SOURCE / ECONOMY
Big data-enabled price discrimination in China’s regulatory crosshairs with fines of up to 0.5% of annual sales
Published: Jul 02, 2021 09:07 PM
Photo:VCG

Photo:VCG



Big data-enabled price discrimination is now in the regulatory crosshairs, with draft penalty rules unveiled by China's top market regulator on Friday, proposing fines of up to 0.5 percent of the offender's annual sales revenue, in the latest sign that the country's internet regulations are toughening.

The State Administration for Market Regulation (SAMR) is seeking public comment on the draft rules through August 2.  

SAMR made crystal clear the penalty criteria for violations of laws and regulations when it comes to pricing in new business models. That is, e-commerce platform operators would be subject to fines of between 0.1 percent and 0.5 percent of their sales income from the preceding year if they take advantage of big data analysis, among other technological means, to set different prices for the same product, per the draft rules. 

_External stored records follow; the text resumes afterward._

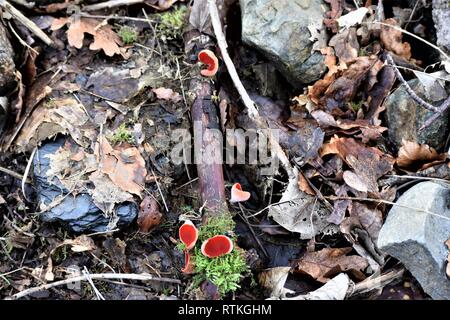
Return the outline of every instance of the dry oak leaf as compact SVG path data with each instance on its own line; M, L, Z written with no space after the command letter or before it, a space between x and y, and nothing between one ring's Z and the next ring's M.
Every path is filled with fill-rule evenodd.
M113 149L104 138L96 149L101 171L123 191L141 196L147 169L139 150L128 144L120 144Z
M392 26L397 25L397 21L393 18L384 20L384 23ZM402 42L402 32L400 30L382 25L380 39L387 50L407 60L411 59L411 46L408 42Z
M357 278L363 279L362 271L367 268L366 259L347 253L352 248L324 248L317 252L307 252L297 262L296 272L305 273L320 281L327 282L335 275L351 271Z
M447 257L447 276L450 277L450 238L445 242L447 245L447 248L449 250L448 257Z
M405 169L426 169L443 162L445 158L445 153L439 154L427 144L403 140L396 162L399 167Z
M91 43L89 49L102 49L105 54L110 57L114 54L121 54L124 56L125 50L120 48L123 43L117 33L111 29L111 26L103 25L99 27L97 20L72 16L70 18L53 20L51 29L58 30L66 24L69 25L67 30L67 40L71 46L81 49L83 46L84 33L89 33L94 37L94 42Z
M137 223L141 232L147 233L161 222L162 214L159 211L158 202L146 196L139 206Z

The draft regulations are expected to serve as a deterrent against discrimination in terms of the price offering of the same product or service, a practice commonly used in ride-hailing, ticket and travel booking platforms, Fang Xingdong, founder of Beijing-based technology think tank ChinaLabs, told the Global Times on Friday.

Without self-regulatory mechanisms whereby these platform operators or their associations are supposed to align themselves with, it is the announcement of such draft rules which increase the cost of violations that would genuinely protect consumers' interests and rein in the unchecked expansion of platform firms, he said.

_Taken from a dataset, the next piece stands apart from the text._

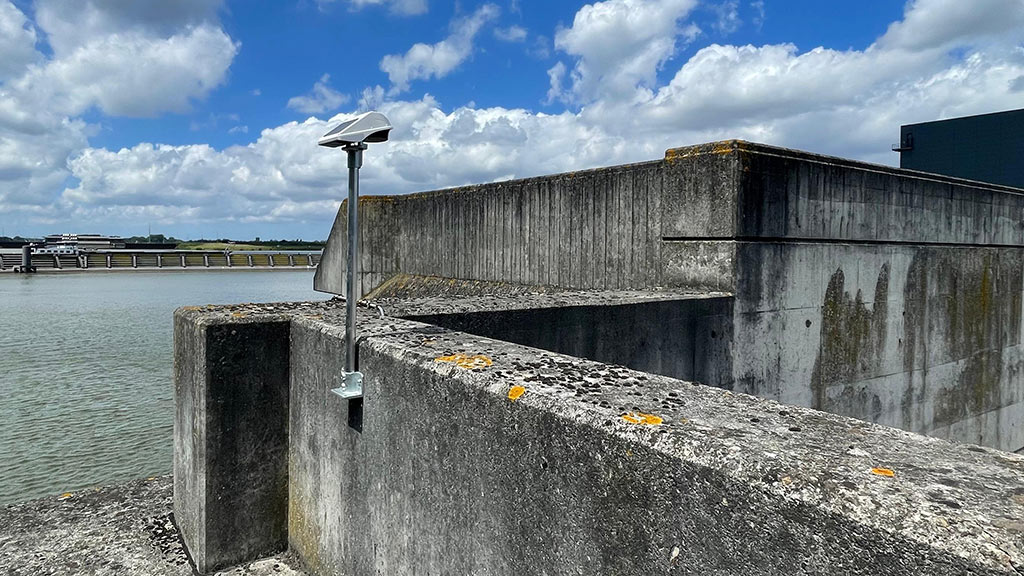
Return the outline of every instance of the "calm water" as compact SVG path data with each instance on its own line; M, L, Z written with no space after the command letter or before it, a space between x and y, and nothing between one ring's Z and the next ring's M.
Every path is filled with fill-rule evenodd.
M0 505L171 471L172 313L324 299L309 271L0 275Z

The draft rules also stipulate that businesses in violation of the country's Price Law, dumping products at low prices to exclude competitors or monopolize the market, will have their illegal gains confiscated as well as face a fine of no more than five times their unlawful earnings.

The Guangdong Administration for Market Regulation also recently said in a response letter to Ye Liyan, a lawmaker in Guangdong who called for tougher rules on the internet economy, that law-enforcement will be strengthened against the forced choice of one out of two platforms, big data-powered price discrimination, among other activities prevailing in big internet platforms.